The AMR Top 25 was the first methodology that tried to connect financial metrics with supply chain excellence. It elevated the discussion on supply chain excellence and drove more discipline and rigor in the use of financial metrics. See how different the progress is on this metric by industry? The intent was good.
It will be launched during a webinar on April 25, 2013 and through a series of reports that will run in our May newsletter and throughout the summer. However, we have found that only a few companies are improving the potential of their supply chain to balance supply chain metrics. This analysis has been fun and insightful.
3 Key Metrics for Measuring Supply Chain Performance Beyond Cost Reduction. 10 Soft Metric Considerations in Measuring Supply Chain Performance. As of November 2013, there were 31 GPS satellites in operation. We are all in business to be successful and profitable, aren’t we? Read more. . Read More. .
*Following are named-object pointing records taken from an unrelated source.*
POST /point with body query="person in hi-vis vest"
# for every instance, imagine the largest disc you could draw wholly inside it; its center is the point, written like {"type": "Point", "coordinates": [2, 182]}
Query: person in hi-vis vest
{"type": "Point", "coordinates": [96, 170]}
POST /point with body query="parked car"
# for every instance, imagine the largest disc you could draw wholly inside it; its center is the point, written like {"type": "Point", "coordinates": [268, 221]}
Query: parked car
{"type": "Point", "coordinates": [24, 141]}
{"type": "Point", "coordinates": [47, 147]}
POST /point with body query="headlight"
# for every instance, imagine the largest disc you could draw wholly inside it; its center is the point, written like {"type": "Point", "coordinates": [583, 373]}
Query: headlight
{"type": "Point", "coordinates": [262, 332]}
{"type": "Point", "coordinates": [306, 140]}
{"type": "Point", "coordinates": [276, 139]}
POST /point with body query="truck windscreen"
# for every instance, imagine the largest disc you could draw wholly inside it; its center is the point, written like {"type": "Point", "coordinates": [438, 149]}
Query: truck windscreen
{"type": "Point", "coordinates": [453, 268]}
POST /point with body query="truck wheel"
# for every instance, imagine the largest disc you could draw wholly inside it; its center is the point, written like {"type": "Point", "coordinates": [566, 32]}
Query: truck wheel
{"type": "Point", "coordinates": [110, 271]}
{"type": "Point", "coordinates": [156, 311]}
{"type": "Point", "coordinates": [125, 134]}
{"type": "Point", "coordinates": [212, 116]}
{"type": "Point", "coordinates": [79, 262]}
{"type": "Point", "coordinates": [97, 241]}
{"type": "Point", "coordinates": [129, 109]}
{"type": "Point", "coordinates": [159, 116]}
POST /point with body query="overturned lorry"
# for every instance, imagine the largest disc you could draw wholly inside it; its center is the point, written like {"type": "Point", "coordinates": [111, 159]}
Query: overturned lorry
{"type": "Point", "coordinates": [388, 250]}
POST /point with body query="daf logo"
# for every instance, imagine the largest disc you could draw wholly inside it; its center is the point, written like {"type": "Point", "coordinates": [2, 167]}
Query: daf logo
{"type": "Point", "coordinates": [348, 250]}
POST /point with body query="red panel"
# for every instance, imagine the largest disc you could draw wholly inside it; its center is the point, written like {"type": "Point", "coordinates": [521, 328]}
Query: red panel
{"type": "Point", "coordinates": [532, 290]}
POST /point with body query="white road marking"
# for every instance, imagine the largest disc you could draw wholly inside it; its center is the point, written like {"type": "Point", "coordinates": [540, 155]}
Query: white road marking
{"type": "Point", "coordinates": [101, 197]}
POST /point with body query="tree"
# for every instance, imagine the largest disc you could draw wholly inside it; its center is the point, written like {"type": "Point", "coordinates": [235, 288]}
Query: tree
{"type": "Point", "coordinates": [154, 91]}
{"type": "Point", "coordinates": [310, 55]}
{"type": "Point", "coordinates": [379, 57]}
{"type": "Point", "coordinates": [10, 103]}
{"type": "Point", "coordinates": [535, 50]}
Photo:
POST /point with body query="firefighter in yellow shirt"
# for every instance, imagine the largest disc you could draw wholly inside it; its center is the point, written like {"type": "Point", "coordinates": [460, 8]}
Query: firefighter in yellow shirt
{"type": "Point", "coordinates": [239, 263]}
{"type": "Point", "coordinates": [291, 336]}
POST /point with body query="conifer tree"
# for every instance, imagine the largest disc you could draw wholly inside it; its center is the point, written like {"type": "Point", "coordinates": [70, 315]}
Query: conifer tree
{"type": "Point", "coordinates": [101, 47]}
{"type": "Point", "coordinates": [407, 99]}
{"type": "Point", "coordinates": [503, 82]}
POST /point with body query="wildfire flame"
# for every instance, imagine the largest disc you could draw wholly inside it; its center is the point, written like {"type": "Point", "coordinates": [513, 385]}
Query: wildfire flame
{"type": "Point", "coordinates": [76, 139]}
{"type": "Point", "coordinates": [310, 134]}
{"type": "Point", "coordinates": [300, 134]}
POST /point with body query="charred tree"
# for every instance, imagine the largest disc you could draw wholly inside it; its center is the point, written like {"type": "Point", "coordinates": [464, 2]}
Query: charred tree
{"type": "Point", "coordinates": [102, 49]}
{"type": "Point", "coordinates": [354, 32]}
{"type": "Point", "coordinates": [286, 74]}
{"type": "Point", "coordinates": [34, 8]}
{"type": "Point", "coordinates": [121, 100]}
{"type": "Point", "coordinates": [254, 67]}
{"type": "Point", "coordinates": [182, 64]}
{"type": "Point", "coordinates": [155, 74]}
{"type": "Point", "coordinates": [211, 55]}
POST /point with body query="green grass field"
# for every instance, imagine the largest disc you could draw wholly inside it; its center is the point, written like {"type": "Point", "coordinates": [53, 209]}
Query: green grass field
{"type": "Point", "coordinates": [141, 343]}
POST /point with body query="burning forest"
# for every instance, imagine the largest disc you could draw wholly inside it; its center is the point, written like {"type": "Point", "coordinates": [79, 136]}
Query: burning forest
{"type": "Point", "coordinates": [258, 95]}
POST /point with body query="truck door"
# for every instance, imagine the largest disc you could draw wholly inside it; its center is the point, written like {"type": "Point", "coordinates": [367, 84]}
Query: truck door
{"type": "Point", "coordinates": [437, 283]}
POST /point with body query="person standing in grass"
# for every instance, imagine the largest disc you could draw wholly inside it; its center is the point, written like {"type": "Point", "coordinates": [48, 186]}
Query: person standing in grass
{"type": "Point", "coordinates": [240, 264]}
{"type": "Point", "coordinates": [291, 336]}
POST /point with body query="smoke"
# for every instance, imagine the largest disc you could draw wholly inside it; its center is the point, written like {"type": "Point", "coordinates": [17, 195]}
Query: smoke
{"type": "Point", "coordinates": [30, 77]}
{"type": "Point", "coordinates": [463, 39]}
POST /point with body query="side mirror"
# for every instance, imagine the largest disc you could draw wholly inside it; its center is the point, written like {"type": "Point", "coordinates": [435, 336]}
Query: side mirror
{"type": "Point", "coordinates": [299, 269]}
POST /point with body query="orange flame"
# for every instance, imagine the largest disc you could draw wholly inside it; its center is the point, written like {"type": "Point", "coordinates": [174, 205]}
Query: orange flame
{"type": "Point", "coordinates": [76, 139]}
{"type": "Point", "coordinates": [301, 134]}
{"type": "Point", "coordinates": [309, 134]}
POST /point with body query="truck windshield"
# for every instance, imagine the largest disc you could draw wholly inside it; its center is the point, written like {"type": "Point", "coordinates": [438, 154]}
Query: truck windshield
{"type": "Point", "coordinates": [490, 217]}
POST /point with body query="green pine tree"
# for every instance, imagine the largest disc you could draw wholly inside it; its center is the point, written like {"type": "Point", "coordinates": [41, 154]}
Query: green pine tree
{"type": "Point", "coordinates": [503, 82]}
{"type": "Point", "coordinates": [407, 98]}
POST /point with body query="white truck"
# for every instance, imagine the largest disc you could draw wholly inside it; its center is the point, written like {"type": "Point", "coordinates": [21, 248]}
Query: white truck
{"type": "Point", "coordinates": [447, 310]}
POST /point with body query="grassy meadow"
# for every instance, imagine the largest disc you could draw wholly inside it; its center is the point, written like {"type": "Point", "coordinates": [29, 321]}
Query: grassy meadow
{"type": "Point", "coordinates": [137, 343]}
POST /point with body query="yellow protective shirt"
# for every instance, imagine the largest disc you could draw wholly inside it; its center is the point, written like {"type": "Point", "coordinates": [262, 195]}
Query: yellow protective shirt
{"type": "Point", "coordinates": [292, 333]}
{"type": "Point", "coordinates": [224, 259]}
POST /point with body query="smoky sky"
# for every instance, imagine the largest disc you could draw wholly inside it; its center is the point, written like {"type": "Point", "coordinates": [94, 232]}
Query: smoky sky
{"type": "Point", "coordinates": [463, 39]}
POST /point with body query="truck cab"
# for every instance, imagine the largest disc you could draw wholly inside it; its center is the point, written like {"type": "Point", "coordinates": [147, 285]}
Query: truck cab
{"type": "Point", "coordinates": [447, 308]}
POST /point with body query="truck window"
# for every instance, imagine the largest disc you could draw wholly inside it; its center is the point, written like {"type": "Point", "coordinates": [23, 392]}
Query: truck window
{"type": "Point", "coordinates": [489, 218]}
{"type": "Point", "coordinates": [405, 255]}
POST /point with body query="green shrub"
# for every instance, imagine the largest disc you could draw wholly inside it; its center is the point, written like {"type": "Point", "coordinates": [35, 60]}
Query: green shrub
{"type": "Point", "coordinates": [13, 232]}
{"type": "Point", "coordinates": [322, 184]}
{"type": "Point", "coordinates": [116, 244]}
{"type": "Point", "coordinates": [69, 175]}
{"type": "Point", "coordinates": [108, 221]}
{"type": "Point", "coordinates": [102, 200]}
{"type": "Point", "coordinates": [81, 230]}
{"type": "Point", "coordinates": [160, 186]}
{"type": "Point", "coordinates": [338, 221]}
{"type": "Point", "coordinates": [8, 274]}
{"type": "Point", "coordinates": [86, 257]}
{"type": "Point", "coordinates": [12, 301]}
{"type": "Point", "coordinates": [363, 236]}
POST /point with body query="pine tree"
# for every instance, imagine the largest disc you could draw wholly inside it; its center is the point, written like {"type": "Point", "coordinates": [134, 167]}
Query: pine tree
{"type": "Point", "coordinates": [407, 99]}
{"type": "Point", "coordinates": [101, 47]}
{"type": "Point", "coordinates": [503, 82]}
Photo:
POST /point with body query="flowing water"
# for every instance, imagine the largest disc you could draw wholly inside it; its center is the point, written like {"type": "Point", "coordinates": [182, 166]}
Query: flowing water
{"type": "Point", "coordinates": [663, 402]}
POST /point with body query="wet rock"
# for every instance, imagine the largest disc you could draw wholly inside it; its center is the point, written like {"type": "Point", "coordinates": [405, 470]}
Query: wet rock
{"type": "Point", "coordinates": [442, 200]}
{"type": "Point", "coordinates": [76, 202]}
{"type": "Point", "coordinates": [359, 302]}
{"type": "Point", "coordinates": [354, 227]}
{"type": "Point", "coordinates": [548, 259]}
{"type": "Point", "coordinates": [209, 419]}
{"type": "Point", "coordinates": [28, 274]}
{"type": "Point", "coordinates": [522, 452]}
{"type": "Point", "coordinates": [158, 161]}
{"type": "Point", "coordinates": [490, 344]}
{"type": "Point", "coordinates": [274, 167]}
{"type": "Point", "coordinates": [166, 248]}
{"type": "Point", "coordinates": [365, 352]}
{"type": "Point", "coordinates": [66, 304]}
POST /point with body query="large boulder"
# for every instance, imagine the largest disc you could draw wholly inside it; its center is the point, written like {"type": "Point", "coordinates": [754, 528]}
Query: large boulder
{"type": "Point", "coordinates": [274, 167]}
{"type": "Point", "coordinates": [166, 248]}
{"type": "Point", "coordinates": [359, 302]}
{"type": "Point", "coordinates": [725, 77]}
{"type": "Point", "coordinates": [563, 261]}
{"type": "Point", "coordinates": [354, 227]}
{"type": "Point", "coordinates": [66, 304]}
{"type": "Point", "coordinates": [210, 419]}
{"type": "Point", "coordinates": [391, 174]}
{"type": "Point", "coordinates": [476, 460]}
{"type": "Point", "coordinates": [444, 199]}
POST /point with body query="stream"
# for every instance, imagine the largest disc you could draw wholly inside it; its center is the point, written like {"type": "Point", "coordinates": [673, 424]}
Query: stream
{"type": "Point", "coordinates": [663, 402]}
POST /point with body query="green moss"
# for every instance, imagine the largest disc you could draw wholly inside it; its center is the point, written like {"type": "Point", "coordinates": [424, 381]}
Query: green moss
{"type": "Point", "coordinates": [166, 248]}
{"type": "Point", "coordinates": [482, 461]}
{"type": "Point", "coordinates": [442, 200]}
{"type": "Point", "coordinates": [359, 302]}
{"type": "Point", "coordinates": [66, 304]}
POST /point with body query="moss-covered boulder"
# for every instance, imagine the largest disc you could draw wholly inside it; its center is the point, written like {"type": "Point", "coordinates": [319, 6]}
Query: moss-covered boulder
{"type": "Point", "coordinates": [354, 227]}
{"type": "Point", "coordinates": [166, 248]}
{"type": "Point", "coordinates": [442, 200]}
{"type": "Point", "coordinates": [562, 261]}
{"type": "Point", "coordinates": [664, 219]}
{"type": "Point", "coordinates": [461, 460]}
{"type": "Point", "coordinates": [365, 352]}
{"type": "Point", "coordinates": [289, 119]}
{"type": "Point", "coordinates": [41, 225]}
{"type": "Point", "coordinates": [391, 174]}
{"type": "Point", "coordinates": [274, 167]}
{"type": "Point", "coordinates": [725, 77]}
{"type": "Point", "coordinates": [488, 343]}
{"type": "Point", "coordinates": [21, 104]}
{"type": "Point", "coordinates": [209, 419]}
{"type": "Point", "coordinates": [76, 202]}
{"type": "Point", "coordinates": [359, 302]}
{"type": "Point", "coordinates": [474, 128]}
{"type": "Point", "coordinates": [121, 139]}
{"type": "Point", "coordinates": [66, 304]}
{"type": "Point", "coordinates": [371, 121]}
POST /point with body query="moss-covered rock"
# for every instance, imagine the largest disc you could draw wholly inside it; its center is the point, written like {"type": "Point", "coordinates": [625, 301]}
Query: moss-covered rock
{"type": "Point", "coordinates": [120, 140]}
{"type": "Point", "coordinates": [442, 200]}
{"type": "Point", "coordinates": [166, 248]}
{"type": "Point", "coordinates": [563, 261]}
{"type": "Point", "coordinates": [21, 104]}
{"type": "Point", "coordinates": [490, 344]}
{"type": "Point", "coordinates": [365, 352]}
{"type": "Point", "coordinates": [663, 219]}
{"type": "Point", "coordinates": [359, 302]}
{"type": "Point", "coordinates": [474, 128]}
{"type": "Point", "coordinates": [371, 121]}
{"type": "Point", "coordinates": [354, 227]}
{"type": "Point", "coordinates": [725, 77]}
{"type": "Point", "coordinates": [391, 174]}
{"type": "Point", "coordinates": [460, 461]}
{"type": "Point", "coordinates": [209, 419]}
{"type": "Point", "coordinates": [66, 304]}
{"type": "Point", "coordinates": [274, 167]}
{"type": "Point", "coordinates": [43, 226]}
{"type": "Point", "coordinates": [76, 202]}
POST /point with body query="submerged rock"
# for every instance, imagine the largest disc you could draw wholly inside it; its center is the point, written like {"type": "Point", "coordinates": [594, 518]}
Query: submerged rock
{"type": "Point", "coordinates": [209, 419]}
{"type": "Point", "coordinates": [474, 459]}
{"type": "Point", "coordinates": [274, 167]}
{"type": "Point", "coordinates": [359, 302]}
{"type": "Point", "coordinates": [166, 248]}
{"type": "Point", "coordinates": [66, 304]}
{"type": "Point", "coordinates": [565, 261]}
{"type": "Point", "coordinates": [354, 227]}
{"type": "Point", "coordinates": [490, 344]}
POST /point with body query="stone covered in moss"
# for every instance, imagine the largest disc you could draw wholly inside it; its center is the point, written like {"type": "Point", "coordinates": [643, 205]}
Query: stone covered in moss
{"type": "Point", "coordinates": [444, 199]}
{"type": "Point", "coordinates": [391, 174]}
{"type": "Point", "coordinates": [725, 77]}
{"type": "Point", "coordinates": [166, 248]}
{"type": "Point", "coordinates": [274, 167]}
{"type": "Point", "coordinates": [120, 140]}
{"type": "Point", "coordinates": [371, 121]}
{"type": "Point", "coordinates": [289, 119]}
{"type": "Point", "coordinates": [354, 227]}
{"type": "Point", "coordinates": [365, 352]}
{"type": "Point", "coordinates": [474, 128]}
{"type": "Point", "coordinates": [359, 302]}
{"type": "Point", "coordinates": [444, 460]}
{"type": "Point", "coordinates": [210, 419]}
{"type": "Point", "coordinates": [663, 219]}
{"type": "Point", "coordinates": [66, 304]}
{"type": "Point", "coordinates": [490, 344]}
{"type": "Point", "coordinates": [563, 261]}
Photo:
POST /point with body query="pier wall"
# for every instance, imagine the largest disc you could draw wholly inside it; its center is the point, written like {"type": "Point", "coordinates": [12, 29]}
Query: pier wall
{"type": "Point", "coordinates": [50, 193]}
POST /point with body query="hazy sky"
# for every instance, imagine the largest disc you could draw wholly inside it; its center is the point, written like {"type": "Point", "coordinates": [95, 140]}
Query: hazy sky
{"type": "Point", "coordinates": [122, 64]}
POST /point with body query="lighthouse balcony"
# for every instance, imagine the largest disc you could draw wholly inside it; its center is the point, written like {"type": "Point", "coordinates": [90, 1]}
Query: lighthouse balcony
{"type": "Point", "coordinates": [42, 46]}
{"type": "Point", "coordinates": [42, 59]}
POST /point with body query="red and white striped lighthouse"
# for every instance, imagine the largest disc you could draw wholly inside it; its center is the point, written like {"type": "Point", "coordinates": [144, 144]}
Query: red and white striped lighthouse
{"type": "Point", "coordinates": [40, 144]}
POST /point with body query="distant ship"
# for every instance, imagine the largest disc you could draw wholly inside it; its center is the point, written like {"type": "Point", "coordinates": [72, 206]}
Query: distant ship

One of my stark realizations this year is that smaller companies are beating larger and often more established companies on growth metrics, inventory turns, operating margin, and Return on Invested Capital (ROIC). (In The metrics selection resulted from work with Arizona State University in 2013.) My takeaway?
In 2013, we will continue to serve this community by expanding services. This week, we are also announcing our Supply Chain Insights Global Summit to be held at the Phoenician on September 11th-12th, 2013. We have had fun, but I feel that we have accomplished a lot, and I am excited for the work that we are planning to do in 2013.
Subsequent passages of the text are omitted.